Quantifying the residues’ importance. (A) We automatically divided the centrality values into 4 bins to identify the groups highlighted. In the log-betweenness and degree dimensions, the intervals were \((-0.484, 0.886)\) and (1.988, 4.75) for LDLB; (3.613, 4.977) and (1.988, 4.75) for LDHB; (3.613, 4.977) and (10.25, 13.0) for HDHB. (B–C) The HDHB nodes are mainly located at the core of all domains of the FV protein structure, and play a pivotal role in maintaining the structure in place via attractive and repulsive atomic forces. The LDHB nodes are those that despite being connected to only a few nodes, are central to the long-range communication network formed by all residues. Finally, the LDLB residues are located at the surface of FV, with only a few connections and are usually not conserved (Supplementary Tables S2S3). (D) The closeness centrality is the inverse of the steps necessary to reach every other node in the FV-RIN. Therefore, the most central residues of the protein structure display high closeness values. Using the Pareto front to evaluate the closeness, the degree and the betweenness values of all nodes, we arrive at the most central, well-connected and critical residues of the FV-structure, located at the junction of multiple domains, and most likely holding the structure in its most favorable conformation. Abbreviations: High degree and high betweenness (HDHB); low degree and high betweenness (LDHB); low degree and low betweenness (LDLB); Solvent accessible surface area (SASA). Statistics: One-way ANOVA followed by Tukey’s Post Hoc test. *** p value < 0.001.

Figure 3
figure 3

The hallmarks of residues associated to FV-deficiency. The figure depicts a comparison of structural, evolutionary and network centrality properties of the FV residues associated to FV-deficiency (n=63), compared to those without FV-deficiency reported (\(n=1254\)).
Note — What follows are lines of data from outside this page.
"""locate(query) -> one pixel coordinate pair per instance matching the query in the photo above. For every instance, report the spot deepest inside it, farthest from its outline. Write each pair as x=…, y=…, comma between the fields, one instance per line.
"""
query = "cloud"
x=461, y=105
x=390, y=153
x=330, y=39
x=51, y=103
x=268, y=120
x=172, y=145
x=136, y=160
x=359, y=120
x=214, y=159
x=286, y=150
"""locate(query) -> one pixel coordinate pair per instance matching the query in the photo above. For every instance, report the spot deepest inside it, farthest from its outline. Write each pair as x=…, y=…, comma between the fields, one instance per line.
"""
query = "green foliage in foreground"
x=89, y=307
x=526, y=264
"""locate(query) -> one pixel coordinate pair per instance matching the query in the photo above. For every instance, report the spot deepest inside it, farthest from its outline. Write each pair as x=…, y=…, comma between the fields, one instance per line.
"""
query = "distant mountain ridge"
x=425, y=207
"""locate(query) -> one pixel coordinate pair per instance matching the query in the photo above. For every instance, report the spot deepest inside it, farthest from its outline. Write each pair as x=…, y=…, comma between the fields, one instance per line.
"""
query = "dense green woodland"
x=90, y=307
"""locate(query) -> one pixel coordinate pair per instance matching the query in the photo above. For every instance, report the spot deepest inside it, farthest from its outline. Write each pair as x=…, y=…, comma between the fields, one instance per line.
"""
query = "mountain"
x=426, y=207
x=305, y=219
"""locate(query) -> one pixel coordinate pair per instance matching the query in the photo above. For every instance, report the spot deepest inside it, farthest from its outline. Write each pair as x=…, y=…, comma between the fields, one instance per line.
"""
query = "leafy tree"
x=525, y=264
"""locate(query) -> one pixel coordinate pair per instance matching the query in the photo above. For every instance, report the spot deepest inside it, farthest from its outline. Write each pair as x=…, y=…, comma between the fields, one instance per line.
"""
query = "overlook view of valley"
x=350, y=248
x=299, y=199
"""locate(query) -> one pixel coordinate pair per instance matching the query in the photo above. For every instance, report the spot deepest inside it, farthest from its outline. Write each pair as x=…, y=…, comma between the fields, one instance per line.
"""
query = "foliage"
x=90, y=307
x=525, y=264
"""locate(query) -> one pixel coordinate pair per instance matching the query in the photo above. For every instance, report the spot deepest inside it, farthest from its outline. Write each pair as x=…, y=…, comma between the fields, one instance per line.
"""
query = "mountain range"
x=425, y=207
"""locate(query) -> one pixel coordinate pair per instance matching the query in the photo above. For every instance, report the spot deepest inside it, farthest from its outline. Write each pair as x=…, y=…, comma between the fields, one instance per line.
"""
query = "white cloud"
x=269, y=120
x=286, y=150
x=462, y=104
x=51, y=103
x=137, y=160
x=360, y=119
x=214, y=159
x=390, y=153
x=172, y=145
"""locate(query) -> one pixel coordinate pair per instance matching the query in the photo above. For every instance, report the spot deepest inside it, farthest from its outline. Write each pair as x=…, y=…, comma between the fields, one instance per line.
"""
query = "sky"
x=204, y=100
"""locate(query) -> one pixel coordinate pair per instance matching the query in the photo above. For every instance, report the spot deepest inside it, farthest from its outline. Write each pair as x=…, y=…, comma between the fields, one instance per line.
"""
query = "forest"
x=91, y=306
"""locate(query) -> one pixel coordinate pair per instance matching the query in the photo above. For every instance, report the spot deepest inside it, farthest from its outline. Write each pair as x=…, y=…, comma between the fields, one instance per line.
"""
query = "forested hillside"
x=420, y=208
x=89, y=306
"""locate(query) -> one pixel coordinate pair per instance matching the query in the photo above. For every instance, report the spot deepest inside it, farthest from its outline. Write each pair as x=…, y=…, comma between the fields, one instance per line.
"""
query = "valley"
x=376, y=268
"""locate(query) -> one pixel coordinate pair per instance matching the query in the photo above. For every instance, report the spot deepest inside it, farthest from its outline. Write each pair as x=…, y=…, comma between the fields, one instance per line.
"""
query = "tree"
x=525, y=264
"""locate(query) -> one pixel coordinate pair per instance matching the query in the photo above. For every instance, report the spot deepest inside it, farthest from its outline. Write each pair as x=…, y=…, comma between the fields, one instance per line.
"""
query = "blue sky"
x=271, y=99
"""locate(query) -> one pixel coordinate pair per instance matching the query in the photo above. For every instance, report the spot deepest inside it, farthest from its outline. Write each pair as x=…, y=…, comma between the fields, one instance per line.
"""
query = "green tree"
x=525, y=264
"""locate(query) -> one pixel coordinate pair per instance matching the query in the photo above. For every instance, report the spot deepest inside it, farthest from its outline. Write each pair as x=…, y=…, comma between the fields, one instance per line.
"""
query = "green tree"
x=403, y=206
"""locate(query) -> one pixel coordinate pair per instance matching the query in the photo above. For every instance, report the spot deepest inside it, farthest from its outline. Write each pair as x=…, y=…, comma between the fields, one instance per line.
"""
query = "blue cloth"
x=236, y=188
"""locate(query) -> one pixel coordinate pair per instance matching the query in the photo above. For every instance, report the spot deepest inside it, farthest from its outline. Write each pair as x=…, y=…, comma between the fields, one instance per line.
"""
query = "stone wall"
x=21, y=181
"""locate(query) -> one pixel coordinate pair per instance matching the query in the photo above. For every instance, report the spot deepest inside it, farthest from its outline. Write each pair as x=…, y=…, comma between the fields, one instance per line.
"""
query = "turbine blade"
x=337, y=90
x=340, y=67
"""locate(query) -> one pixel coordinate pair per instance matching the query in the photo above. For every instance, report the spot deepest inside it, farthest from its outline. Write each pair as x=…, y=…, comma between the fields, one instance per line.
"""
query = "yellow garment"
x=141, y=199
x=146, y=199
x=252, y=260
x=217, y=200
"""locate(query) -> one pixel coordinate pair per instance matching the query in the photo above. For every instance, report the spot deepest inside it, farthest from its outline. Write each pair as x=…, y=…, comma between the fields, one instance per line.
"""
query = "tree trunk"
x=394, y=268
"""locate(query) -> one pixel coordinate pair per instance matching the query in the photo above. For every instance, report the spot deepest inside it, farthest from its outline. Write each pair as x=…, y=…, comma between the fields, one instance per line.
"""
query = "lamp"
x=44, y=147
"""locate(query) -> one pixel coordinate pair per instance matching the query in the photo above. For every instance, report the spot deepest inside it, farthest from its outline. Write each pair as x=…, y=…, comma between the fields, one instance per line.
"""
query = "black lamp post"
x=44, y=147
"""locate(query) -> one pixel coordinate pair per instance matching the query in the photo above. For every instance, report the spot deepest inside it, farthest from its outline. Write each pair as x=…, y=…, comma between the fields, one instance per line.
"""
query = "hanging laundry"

The substitution of residues with low surface-exposed and surface accessible areas (i.e., the core residues), often lead to the loss-of-function of proteins67 (panels A-C). Likewise, mutations of the most central residues, as indicated by multiple centrality measures derived from the FV-RIN, are also related to the occurrence of FV-deficiency (panels D-H). Finally, in agreement with these observations, substitutions of the most conserved residues of FV are also likely to impair the functions of FV (panel I, where low values indicate high conservation). The p-values are derived from a statistical comparison designed to minimize the effect of different group sizes (i.e., the bootstrap hypothesis testing45,46; see Methods). *** p value < 0.001; ** p value < 0.01; * p value < 0.05. Abbreviations: SESA, solvent exposed surface area; SASA: Solvent accessible surface area. Supplementary Tables S2S3 contain all measures used in the study.

Figure 4
figure 4

The FV-Class AI framework. (A) The first and most critical step to use predictive ML algorithms is to prepare a clean, highly informative dataset. We used the structural characteristics of the FV structure15 (PDB: 7KVE), as well as centrality measures derived from the FV residue network, and a score quantifying the evolutionary conservation of its residues. In this dataset, we had 63 unique instances representing single-point mutations of FV-deficient patients and \({\sim }\)1250 residues where no FV-deficiency was reported (Supplementary Table S4). After careful curation and standardization, this dataset was ready to be inputted into multiple ML classifier algorithms. (B) We performed a comprehensive parameter optimization to find the best settings for the FV-Class; this yielded AUC values that demonstrate a favorable learning prospect for all algorithms (Methods). In particular, the Support Vector Machine (SVM) obtained the highest value. (C–D) Here, each dot is a residue of the FV protein, and the boxplots depict the number of ML classifiers that predicted a loss-of-function if those residues are mutated; for instance, in red are the residues predicted to be safe to substitute, and in magenta, those that will most likely impair FV’s functions (in general, the most conserved residues, buried at the core of the structure). Abbreviations: DT: Decision trees32; KNN: K-nearest neighbors36; RF: Random forest36; XGB: XGBoost34.